Internet e democrazia (atto secondo)

di Luciano Arciuolo

In uno scritto del 4 gennaio di quest’anno, pubblicato con lo stesso titolo sul Quotidiano del Sud e sul sito di Palazzo Tenta 39, scrivevo: 

“La Rete non è solo una meravigliosa fonte di informazioni, si è anche trasformata in un mefitico canale di distribuzione di bugie trasformate in armi politiche. Su Internet siamo tutti vulnerabili, ma lo sono soprattutto quelli che non fanno grandi sforzi per verificare se le cose contenute negli accattivanti messaggi corrispondano al vero. Insomma: l’uso inconsapevole e acritico di Internet è pericoloso … Pensate che, pochi giorni dopo il voto, molti elettori inglesi che avevano votato per la Brexit, resisi conto delle conseguenze, hanno cambiato idea.”.

Ebbene: è di qualche giorno fa la scoperta che Facebook, il social network che coinvolge più di due miliardi di persone, ha venduto i dati dei propri iscritti alla società “Cambridge Analytica” che ha influenzato, con essi, il voto di decine di milioni di elettori americani. La cosa è stata confermata dallo stesso Mark Zuckerberg, ricchissimo fondatore e proprietario di Facebook.

Il fatto è che dietro questa società c’è Steve Bannon, guru dell’ultradestra americana e regista della campagna elettorale di Donald Trump.

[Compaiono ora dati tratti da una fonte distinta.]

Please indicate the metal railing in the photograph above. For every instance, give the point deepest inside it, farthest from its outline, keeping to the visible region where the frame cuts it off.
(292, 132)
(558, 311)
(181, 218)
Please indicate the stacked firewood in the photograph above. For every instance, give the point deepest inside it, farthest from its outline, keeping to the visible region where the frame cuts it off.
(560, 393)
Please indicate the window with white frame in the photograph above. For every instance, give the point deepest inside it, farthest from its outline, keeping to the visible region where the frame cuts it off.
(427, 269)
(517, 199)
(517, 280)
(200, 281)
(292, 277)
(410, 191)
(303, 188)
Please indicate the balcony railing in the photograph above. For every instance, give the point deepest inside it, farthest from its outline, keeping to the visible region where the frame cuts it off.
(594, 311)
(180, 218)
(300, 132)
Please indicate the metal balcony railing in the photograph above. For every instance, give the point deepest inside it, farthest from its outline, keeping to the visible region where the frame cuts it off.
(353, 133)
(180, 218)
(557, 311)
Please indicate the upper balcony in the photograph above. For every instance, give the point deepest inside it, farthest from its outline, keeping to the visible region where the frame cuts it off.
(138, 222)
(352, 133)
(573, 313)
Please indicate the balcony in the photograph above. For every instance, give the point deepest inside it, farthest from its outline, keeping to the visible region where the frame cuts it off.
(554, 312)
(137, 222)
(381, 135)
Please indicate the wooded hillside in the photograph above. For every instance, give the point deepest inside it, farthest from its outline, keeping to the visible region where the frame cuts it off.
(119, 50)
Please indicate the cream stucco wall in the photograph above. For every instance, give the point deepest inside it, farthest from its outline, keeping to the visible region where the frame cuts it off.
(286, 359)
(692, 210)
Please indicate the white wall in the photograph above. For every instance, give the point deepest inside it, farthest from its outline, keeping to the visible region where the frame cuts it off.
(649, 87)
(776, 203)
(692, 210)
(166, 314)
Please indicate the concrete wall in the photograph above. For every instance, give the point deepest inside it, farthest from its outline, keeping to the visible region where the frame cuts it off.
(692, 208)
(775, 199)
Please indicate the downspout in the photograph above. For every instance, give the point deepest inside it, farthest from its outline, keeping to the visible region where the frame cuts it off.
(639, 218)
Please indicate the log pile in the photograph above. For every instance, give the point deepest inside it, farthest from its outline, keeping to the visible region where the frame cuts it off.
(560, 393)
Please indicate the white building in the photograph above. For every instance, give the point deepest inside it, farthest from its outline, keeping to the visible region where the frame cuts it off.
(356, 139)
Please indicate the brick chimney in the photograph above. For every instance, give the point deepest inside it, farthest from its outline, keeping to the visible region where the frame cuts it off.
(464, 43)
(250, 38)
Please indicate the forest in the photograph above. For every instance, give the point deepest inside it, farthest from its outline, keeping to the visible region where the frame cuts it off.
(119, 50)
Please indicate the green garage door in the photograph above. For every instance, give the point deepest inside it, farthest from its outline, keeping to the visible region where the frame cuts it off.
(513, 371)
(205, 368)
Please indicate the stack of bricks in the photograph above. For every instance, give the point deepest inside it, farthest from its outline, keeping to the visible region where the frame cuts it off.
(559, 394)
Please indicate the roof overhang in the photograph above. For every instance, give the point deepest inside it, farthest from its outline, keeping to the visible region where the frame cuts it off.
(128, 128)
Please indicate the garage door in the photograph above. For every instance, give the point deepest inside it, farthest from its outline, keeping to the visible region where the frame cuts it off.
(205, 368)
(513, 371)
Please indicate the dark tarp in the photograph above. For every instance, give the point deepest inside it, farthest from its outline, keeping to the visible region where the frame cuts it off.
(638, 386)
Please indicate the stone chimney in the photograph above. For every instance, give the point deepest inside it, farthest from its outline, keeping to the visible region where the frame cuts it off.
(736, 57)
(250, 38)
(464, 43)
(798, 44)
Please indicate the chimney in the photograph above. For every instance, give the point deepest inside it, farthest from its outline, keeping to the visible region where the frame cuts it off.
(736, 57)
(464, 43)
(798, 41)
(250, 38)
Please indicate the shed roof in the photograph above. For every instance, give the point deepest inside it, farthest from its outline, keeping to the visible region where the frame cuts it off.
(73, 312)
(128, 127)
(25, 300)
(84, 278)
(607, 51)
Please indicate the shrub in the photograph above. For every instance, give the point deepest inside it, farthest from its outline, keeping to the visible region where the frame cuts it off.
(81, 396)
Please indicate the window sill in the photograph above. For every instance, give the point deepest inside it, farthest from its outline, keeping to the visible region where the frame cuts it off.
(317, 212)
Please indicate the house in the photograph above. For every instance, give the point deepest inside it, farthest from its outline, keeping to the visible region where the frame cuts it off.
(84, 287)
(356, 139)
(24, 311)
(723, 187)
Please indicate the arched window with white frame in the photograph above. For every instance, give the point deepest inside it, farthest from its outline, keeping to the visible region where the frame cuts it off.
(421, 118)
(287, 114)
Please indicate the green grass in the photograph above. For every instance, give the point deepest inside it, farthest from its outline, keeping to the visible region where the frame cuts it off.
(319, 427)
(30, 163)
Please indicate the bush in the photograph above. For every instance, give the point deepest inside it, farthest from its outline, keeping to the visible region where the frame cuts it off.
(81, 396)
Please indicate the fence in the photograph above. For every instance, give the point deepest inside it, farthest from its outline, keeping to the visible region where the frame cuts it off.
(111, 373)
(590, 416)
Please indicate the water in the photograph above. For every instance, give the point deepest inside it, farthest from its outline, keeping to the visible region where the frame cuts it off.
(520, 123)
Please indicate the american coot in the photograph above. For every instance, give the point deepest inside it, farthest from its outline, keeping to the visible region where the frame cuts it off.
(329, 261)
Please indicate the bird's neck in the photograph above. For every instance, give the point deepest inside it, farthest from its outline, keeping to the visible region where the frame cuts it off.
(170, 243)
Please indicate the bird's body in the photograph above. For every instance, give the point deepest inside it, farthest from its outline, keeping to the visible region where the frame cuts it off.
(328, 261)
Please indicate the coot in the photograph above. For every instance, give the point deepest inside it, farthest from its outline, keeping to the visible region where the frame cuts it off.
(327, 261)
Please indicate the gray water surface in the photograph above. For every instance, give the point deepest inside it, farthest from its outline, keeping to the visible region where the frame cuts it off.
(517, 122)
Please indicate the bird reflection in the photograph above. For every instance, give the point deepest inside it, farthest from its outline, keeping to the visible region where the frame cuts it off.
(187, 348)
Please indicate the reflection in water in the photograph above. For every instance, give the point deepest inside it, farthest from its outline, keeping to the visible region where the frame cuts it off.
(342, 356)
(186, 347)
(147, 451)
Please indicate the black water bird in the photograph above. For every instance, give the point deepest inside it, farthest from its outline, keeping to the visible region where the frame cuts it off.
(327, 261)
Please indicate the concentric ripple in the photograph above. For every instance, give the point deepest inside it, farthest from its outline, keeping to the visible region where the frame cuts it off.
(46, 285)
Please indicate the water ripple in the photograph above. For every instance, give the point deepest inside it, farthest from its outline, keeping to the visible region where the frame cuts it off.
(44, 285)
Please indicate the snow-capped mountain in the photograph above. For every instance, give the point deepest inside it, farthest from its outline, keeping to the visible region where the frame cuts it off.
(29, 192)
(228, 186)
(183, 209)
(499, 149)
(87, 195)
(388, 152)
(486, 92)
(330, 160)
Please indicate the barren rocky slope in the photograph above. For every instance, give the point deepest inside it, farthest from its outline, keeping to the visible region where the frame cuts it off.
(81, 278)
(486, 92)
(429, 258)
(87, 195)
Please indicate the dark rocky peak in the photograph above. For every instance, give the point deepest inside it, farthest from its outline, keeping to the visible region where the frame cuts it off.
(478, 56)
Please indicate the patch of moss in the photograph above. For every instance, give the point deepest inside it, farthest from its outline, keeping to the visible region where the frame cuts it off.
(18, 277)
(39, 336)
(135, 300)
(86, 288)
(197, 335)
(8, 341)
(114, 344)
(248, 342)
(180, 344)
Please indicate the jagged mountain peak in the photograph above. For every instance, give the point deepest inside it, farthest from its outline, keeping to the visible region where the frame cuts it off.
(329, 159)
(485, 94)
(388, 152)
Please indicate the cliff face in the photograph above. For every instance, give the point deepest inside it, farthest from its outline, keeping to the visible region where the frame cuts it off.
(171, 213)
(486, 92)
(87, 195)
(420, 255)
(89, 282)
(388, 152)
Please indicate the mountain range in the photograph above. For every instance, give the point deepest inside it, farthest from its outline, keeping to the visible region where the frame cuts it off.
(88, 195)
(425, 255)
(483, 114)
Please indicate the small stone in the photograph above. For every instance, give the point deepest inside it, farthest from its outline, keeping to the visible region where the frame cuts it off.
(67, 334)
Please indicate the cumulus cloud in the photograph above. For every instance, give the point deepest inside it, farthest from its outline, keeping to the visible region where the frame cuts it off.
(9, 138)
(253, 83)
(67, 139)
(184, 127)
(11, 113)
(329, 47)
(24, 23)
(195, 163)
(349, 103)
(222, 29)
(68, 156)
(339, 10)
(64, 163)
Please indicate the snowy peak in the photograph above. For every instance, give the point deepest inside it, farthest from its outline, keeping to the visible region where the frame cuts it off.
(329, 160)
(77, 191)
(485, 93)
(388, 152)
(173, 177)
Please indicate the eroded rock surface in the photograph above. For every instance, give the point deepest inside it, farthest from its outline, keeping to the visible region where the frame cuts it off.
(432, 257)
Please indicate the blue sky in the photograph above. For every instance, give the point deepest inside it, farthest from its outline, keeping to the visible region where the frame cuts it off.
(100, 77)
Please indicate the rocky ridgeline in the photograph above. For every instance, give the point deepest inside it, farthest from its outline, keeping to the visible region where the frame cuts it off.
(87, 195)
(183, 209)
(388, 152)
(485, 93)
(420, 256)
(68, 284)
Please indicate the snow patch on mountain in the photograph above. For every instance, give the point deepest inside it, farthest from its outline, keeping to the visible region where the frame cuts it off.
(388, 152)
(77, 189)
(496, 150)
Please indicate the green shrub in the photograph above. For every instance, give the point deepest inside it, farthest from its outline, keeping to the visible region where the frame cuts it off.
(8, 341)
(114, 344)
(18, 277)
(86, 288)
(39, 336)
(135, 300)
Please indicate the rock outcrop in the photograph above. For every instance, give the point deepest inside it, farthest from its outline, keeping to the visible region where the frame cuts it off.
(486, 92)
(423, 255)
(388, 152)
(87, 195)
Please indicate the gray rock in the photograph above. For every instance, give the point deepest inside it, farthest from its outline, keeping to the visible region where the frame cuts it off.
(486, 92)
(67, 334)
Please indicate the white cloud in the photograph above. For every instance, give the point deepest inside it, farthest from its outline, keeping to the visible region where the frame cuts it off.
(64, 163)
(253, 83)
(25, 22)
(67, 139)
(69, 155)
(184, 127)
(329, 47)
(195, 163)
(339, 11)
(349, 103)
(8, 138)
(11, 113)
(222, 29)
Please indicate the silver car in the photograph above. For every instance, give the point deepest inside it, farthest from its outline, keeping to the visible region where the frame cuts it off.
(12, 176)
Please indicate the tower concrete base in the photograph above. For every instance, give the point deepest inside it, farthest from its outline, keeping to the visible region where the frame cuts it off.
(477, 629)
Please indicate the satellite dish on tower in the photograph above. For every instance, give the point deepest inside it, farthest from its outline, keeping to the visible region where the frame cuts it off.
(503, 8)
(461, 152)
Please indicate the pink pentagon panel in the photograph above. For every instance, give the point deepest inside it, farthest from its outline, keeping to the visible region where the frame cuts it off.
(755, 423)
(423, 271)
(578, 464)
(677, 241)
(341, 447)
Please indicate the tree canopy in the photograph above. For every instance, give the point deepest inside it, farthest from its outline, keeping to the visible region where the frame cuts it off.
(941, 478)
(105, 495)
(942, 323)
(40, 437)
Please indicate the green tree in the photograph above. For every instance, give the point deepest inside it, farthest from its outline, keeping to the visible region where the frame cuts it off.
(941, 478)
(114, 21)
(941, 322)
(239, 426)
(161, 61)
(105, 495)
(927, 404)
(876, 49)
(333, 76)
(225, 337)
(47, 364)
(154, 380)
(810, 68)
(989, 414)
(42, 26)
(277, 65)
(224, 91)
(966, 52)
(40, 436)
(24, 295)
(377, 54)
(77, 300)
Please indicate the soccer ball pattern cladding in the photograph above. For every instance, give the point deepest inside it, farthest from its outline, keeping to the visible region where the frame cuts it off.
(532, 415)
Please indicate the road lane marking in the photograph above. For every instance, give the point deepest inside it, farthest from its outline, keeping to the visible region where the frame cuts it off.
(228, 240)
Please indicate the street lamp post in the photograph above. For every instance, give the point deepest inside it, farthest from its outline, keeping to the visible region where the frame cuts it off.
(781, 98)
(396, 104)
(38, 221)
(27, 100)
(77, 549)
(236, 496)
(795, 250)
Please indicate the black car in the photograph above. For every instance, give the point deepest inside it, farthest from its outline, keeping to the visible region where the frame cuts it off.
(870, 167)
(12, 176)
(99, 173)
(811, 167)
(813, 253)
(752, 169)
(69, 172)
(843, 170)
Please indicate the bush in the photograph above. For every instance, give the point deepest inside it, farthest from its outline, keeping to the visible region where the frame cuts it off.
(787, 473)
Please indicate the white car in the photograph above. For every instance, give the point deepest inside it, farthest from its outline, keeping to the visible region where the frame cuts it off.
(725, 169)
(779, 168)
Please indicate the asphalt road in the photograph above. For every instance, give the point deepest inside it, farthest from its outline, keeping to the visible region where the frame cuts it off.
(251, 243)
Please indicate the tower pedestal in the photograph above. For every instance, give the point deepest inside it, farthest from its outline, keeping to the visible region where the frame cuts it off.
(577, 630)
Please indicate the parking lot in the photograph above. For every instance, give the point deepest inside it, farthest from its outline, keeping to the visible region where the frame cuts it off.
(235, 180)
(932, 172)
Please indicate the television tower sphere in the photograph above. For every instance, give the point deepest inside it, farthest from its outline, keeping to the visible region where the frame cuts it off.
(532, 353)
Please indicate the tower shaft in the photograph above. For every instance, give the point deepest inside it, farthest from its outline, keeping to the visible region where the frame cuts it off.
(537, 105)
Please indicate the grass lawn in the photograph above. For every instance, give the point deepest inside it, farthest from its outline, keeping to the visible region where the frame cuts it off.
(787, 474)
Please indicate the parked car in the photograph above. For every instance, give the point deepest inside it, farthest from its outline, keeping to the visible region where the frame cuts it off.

“Non crediamo che negli USA ci sia un partito conservatore che funzioni, di certo non lo è il partito repubblicano. Dobbiamo impegnarci affinché diventi un movimento populista di destra …”. Sono parole di Steve Bannon pronunciate quando accettò di guidare quella campagna.

Ma lo scandalo che coinvolge Facebook comincia il suo percorso prima, nel 2014, quando lo psicologo di origine polacca Michal Kosiski capì che un computer è in grado di giudicare la personalità di un essere umano meglio di quelli che lo conoscono.

Così elaborò un algoritmo che con settanta “Like” su Facebook conosce il carattere di una persona meglio di un amico. Trecento like consentono di prevedere il suo comportamento meglio di quanto farebbe il coniuge.

Insomma oggi esistono macchine capaci di conoscere i nostri comportamenti, e quindi di influenzarli, probabilmente meglio di noi stessi. E ogni clic sul computer o sul cellulare parla loro di noi.

Bannon ha portato il suo credo politico, e il supporto di Cambridge Analytica, non solo negli Stati Uniti ma anche in Inghilterra e in tutto il Regno Unito. E, più di recente, ha firmato consulenze con partiti di mezzo pianeta, dall’India all’Argentina.

E’ stato anche in Italia,ultimamente. Ma di questo, per il momento, preferisco non parlare. Non vorrei che a qualche pulce venga un altro attacco di tosse.